Голод
Голод
1932–1933 годы. Жизнь становилась все труднее. По улицам бродили лошадиные скелеты, обтянутые коростявой шкурой. Не имея, чем кормить, крестьяне подбрасывали их в другие села или в райцентр, как котят или щенят. У крестьян, которые не хотели вступать в колхоз, забирали подчистую весь хлеб, картошку, даже фасоль. Часто в поисках хлеба разваливали печи, а то и хаты.
В 1933 году кулаков уже не было, единоличников тоже не оставалось. Теперь «раскулачивали» колхозников.
Планы хлебопоставок спускались не только для колхозов, но и для самих колхозников, хотя не было уже у них земли, кроме маленьких приусадебных участков. Твердых, единых планов не существовало. Выполнит колхоз основной план, на него тут же накладывают «встречный».
«Встречный» — это один из образцов преступной лжи, черным пятном запачкавший то страшное время. Это вроде сами колхозы и колхозники, недовольные «маленькими» планами, сами накладывают на себя планы сдачи хлеба до последнего зерна. Будто это не «хлеб наш насущный», а шоколадные конфеты, без которых можно прекрасно обойтись. И исполнители этой лжи шастали по хатам, забирали все, что попадалось на глаза, даже последнюю буханку хлеба пополам с корой или лебедой. Выгребали семенное зерно из колхозных закромов. На слово «нема» они отвечали: «Нема такого слова! Ты ж шось жерешь, а з государством подилытыся не хочешь!»
И пошла холера бесхолерная — голод косит людей…
Все ли об этом помнят? Не знаю. Не слышала.
Сестра моей подруги, девочка пятнадцати лет, «слюбилась» с милиционером. Конечно, это была не любовь, а стремление спастись от голода. В шестнадцать лет она родила девочку, и муж отправил ее в дальнее село к своему отцу — сельскому попу.

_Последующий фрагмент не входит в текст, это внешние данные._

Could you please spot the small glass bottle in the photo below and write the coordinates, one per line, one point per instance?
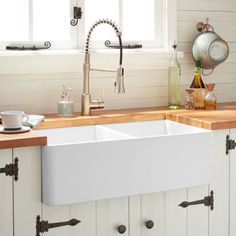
(174, 96)
(65, 107)
(210, 98)
(189, 99)
(198, 86)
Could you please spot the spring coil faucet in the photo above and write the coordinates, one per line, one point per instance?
(87, 103)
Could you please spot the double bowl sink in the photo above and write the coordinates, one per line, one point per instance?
(95, 162)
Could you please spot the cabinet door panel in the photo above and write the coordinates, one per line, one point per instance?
(176, 217)
(27, 190)
(110, 214)
(233, 186)
(86, 213)
(6, 209)
(153, 208)
(219, 218)
(135, 215)
(198, 215)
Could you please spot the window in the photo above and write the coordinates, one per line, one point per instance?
(144, 22)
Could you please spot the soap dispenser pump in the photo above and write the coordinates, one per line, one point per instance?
(65, 107)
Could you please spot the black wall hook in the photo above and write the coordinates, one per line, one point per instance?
(77, 16)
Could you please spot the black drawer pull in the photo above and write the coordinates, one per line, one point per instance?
(44, 226)
(11, 169)
(121, 229)
(149, 224)
(207, 201)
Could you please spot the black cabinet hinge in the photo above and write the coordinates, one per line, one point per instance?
(230, 144)
(206, 201)
(44, 226)
(77, 16)
(11, 169)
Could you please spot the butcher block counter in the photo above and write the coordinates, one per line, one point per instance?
(224, 117)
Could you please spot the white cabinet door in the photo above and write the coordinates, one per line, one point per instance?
(6, 209)
(219, 218)
(198, 220)
(153, 209)
(147, 207)
(110, 215)
(232, 186)
(27, 190)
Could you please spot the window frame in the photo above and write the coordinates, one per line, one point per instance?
(55, 45)
(78, 34)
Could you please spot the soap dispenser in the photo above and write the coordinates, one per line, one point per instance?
(65, 107)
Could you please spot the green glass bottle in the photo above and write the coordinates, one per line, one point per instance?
(174, 96)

Через год она вернулась к матери. Родителей ее мужа выслали, а Дуню отпустили на все четыре стороны, так как брак ее не был зарегистрирован из-за ее несовершеннолетия. Ей не позволили взять ни куска хлеба, ни единой тряпки. Одеяльце, в которое был завернут ребенок, один из активистов взял за край, выкатил из него ребенка на оголенную кровать и бросил в общую кучу вещей, отнятых у семьи.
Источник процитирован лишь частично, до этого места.